Ministérios da Administração Interna, da Justiça e das Obras Públicas, Transportes e Comunicações (Ministries of Internal Administration, Justice and Public Works, Transport and Communications)
Administrative Rule
Law no. 32/2008, of 17 July, transposed to the national legal order Directive 2006/24/EC, of the European Parliament and the Council, of 15 March, on the retention of data generated or processed in connection with the provision of publicly available electronic communications services or of public communications networks.
This statutory instrument determined that data on categories provided for in article 4 thereof (traffic and location data on natural persons and legal entities, and related data necessary to identify the subscriber or registered user) should be provided «by electronic means, under the technical and safety conditions provided for in paragraph 3 of article 7».

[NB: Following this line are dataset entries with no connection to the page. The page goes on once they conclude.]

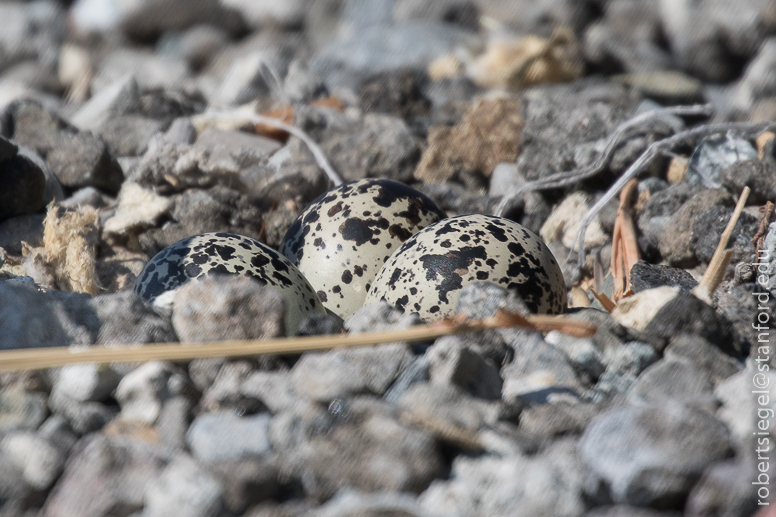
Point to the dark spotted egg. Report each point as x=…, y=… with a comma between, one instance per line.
x=345, y=236
x=427, y=274
x=227, y=253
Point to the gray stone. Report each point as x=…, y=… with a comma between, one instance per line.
x=417, y=371
x=231, y=307
x=707, y=230
x=651, y=456
x=21, y=409
x=759, y=176
x=173, y=421
x=226, y=394
x=114, y=472
x=514, y=485
x=449, y=406
x=22, y=184
x=324, y=376
x=274, y=389
x=725, y=489
x=674, y=241
x=382, y=48
x=247, y=482
x=560, y=418
x=452, y=362
x=83, y=417
x=647, y=276
x=713, y=155
x=28, y=228
x=676, y=380
x=142, y=392
x=87, y=382
x=358, y=444
x=224, y=436
x=183, y=488
x=717, y=365
x=39, y=461
x=354, y=502
x=539, y=371
x=379, y=316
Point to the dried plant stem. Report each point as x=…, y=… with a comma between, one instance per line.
x=567, y=178
x=253, y=118
x=721, y=258
x=38, y=358
x=744, y=129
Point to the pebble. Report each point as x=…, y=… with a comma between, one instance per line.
x=87, y=382
x=646, y=276
x=225, y=436
x=183, y=488
x=644, y=456
x=226, y=308
x=93, y=469
x=142, y=392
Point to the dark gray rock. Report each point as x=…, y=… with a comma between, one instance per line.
x=511, y=485
x=247, y=482
x=564, y=122
x=113, y=471
x=759, y=176
x=654, y=217
x=674, y=241
x=324, y=376
x=651, y=456
x=22, y=184
x=673, y=380
x=717, y=365
x=452, y=362
x=223, y=435
x=27, y=228
x=329, y=450
x=183, y=488
x=708, y=227
x=647, y=276
x=399, y=94
x=21, y=409
x=538, y=372
x=230, y=307
x=713, y=155
x=686, y=314
x=725, y=489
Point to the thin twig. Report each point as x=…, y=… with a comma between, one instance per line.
x=38, y=358
x=567, y=178
x=745, y=129
x=253, y=118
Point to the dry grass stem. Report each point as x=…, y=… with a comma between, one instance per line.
x=39, y=358
x=625, y=246
x=568, y=178
x=742, y=129
x=714, y=274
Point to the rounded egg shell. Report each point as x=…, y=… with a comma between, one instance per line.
x=345, y=236
x=227, y=253
x=427, y=274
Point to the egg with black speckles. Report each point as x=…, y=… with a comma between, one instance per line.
x=343, y=238
x=227, y=253
x=427, y=274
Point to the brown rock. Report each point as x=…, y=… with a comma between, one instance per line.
x=488, y=135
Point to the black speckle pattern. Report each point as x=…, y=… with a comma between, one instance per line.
x=426, y=275
x=343, y=238
x=226, y=253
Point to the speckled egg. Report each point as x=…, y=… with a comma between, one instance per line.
x=227, y=253
x=427, y=274
x=345, y=236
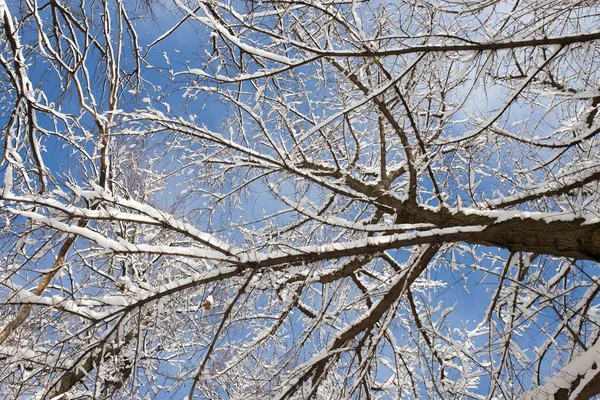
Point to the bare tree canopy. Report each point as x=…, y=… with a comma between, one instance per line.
x=337, y=199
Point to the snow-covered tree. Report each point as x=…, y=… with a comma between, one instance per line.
x=299, y=199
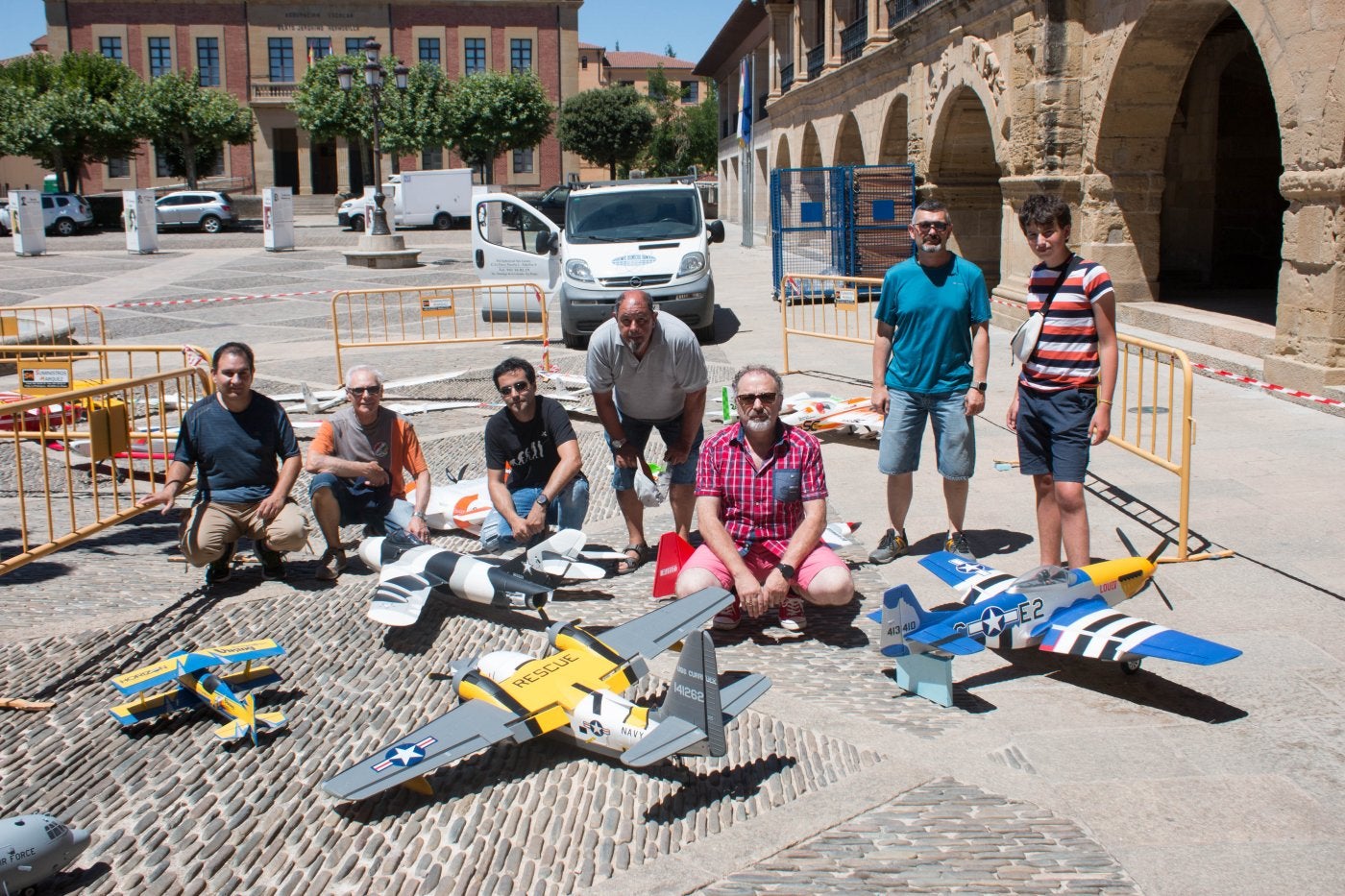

Administrative Rule number 469/2009, of 6 May, laid down those conditions, establishing important guarantees, namely:
The electronic communication must be processed on the basis of a specific software, through which the judge sends out the data request and the providers of publicly available electronic communications services or of public communications networks notify the transmission of the file that corresponds to the search result;
The placing of a digital signature, both in the judge order that authorizes the transmission of data as well as in the reply file to the data request sent by providers, is made compulsory;
All electronic communications, as well as the reply file to the data request sent by providers, must be encrypted;
The electronic record of data requests is made mandatory, with the indication of who sent the request and the time and date when it was sent, and access to reply files is electronically recorded, also with the indication of who requested the access and when.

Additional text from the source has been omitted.